Stephen looked around the room, wishing Sean was here with his advice and ability to look months ahead “I agreed lads. This so-called cease fire is a farce and will be over very soon. In the meantime, we have strengthened our position. We now have better weapons” he said as he held up the Armalite rifle. “Our engineer unit is progressing with better techniques and methods for bombing and they are even designing mortars, Declan has established a web of Intelligence gatherers. All in all we are coming out of this cease fire in much stronger condition than we went into it.”
“I have to add a comment” said Declan, “our internal security has to improve. We must always be aware that the Brits are constantly attempting to turn anyone in the community or in our Army against us or to act as a tout. We must be continually aware of this.”
The rest nodded their heads in agreement and all murmured their own thoughts on touts.

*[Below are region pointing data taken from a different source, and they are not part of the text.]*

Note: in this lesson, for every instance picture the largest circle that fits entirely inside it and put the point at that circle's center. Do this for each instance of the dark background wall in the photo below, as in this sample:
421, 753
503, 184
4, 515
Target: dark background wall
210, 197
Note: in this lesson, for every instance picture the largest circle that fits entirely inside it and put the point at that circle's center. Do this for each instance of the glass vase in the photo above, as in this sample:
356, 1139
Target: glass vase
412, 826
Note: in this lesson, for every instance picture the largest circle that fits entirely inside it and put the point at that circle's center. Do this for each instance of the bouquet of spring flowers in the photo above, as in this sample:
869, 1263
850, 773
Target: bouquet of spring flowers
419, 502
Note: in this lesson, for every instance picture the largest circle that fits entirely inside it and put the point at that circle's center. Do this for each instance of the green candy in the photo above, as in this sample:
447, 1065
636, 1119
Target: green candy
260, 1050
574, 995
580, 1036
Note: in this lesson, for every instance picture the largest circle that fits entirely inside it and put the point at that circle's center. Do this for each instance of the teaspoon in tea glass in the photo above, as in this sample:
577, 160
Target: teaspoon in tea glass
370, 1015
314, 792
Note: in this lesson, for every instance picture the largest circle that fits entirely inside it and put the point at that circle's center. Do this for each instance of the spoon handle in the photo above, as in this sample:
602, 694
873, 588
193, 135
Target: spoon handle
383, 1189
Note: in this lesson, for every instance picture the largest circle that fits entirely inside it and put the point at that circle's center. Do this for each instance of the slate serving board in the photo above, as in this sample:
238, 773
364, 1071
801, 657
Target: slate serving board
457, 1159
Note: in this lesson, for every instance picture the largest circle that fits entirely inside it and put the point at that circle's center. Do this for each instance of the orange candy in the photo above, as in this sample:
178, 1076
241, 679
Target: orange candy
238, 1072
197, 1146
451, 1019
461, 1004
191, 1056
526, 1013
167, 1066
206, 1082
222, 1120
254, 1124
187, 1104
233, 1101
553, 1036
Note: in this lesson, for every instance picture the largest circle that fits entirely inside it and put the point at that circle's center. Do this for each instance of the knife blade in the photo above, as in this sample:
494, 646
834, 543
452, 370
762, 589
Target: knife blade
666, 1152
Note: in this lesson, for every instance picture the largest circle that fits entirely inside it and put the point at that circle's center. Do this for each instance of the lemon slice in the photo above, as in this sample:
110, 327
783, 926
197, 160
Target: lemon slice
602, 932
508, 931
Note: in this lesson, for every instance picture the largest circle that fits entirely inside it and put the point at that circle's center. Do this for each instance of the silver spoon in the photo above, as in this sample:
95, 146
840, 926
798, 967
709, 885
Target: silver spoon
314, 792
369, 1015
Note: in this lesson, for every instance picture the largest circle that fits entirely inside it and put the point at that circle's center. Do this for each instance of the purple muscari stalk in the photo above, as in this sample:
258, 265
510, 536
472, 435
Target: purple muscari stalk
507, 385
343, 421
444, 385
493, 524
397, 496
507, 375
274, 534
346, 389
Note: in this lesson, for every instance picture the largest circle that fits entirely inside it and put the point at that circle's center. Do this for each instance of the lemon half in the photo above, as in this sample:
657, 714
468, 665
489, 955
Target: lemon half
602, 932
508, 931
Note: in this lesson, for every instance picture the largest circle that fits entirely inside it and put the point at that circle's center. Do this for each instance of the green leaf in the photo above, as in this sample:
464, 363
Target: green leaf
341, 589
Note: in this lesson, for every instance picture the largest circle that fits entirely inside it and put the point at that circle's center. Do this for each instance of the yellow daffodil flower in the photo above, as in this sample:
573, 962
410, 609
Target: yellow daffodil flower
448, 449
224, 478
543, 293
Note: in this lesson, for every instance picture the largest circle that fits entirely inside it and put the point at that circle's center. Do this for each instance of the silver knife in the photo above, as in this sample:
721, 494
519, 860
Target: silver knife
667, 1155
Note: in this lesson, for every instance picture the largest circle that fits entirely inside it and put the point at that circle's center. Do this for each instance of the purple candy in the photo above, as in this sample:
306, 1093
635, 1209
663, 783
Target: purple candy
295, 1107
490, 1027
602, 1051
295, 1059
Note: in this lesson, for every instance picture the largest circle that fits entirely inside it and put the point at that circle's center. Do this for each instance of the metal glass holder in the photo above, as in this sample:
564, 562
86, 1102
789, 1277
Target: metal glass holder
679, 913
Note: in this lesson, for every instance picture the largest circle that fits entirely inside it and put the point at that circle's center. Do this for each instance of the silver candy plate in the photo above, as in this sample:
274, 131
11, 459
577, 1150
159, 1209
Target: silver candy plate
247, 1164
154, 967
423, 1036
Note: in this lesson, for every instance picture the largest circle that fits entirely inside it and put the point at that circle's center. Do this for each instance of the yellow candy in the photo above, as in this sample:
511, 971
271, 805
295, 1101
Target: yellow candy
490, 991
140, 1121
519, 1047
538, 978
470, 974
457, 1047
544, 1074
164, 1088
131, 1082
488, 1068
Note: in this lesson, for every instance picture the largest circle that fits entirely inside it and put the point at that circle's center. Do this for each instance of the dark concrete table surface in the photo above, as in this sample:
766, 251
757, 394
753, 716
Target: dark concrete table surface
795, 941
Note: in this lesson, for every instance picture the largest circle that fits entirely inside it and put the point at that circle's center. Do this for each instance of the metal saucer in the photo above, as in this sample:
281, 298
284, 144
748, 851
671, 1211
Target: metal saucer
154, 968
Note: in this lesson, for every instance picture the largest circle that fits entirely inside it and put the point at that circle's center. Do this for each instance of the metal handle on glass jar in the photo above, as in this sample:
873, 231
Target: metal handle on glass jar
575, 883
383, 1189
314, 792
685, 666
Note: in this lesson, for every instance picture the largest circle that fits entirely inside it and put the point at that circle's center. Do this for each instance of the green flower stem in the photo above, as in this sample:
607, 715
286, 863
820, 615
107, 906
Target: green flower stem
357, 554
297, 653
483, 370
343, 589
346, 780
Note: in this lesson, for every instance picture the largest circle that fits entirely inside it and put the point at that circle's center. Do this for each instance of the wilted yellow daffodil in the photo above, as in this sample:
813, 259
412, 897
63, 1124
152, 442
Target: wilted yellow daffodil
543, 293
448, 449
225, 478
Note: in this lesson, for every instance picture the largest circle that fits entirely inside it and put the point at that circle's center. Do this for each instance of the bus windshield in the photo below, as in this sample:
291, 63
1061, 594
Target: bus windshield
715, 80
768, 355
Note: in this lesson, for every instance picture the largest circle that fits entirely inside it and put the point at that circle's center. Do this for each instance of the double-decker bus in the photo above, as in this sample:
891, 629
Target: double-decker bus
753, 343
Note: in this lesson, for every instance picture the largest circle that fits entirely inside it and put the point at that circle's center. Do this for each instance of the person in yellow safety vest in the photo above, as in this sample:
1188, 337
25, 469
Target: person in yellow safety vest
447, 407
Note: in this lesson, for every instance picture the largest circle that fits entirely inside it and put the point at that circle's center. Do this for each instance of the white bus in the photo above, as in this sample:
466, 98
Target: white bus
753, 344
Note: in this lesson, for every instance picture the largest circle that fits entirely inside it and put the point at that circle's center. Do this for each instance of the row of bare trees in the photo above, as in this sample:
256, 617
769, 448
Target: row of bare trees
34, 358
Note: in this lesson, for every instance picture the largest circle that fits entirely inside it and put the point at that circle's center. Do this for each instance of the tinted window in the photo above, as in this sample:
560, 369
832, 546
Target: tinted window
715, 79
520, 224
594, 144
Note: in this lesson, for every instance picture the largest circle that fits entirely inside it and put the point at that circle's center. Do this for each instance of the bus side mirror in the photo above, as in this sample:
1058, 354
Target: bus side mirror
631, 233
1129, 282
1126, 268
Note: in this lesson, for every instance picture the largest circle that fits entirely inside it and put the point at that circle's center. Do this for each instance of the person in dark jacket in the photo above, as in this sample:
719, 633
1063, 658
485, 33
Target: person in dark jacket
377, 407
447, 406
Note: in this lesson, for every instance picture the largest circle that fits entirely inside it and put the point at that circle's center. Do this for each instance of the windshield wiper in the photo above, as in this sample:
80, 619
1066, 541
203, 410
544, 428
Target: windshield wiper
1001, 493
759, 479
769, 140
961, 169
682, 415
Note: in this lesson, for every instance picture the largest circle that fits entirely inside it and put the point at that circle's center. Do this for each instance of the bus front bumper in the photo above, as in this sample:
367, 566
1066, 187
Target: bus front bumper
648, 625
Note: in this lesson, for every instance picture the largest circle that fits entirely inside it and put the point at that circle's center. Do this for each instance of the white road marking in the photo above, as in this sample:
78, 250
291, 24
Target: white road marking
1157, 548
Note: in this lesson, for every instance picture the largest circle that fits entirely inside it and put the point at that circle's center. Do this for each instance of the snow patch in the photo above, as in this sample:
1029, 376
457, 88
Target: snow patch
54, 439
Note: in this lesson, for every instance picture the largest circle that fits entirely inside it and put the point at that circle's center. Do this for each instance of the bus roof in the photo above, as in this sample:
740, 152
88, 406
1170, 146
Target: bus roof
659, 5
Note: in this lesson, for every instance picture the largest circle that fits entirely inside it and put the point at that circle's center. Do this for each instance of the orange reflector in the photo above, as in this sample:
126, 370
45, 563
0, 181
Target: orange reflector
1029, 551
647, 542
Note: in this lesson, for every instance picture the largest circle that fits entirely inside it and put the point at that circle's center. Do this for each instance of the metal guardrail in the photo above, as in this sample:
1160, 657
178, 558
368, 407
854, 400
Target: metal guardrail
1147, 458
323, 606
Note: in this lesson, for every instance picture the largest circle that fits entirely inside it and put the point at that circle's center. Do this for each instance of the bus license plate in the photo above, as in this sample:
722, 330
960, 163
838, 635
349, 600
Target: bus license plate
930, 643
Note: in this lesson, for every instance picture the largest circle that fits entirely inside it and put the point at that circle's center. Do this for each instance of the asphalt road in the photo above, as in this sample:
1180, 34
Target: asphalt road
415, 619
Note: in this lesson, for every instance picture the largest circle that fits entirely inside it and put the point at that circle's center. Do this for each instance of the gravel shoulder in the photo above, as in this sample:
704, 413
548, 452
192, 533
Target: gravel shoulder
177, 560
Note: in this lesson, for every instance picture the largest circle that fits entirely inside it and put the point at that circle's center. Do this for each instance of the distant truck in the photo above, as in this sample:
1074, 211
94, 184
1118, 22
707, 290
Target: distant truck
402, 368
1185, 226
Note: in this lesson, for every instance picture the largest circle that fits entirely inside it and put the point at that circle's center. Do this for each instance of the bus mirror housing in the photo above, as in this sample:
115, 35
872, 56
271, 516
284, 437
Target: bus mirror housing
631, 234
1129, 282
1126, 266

Stephen continued “In the meantime our surveillance of the barracks and local area continues. All information is key and is being collated by Declan. When this cease fire ends I want to hit the ground literally with a bang and be in action as soon as it’s announced that it’s over. Jimmy here has been working with the South Armagh boys with a couple of ideas for some bombs and the Intelligence Unit has identified some potential opportunities for our other volunteers also.”
He spread out the map and they all bend in closer to hear and discuss the plans going forward.
As the Volunteers packed around the table Stephen stood back to light a cigarette. He stood looking at the Volunteers standing around the table plotting and planning. He took a deep draw on his cigarette enjoying the taste of the tobacco smoke going deep into his lungs. He inhaled, sucking the welcoming taste and sensation deep into his lungs, he paused and held the smoke in his lungs then slowly exhaled, flavouring very iota of that filterless Sweet Afton. Turning he walked to the door where his young 16 year old brother Dáithí stood, leaning against the doorframe, on lookout duty. Stephen tossed him a cigarette and a box of matches,
“Here you go Dáithí. How did you get on with that package?”
“Not a bother Stephen. I took the bus to Bundoran, hid the parcel by the Fairy Bridges outside of the town and then went to O’Neill’s pub for a bite of grub. Johnny was there so I gave him a wink, like you said to do.”
“Good man yourself. What did Johnny do?” Stephen asked.
Dáithí grinned back at Stephen “Again, just like you said, he ignored me. But he did send down a free piece of cake!”
Stephen laughed and walked away back inside to his meeting, finishing off his cigarette and throwing the butt onto the ground.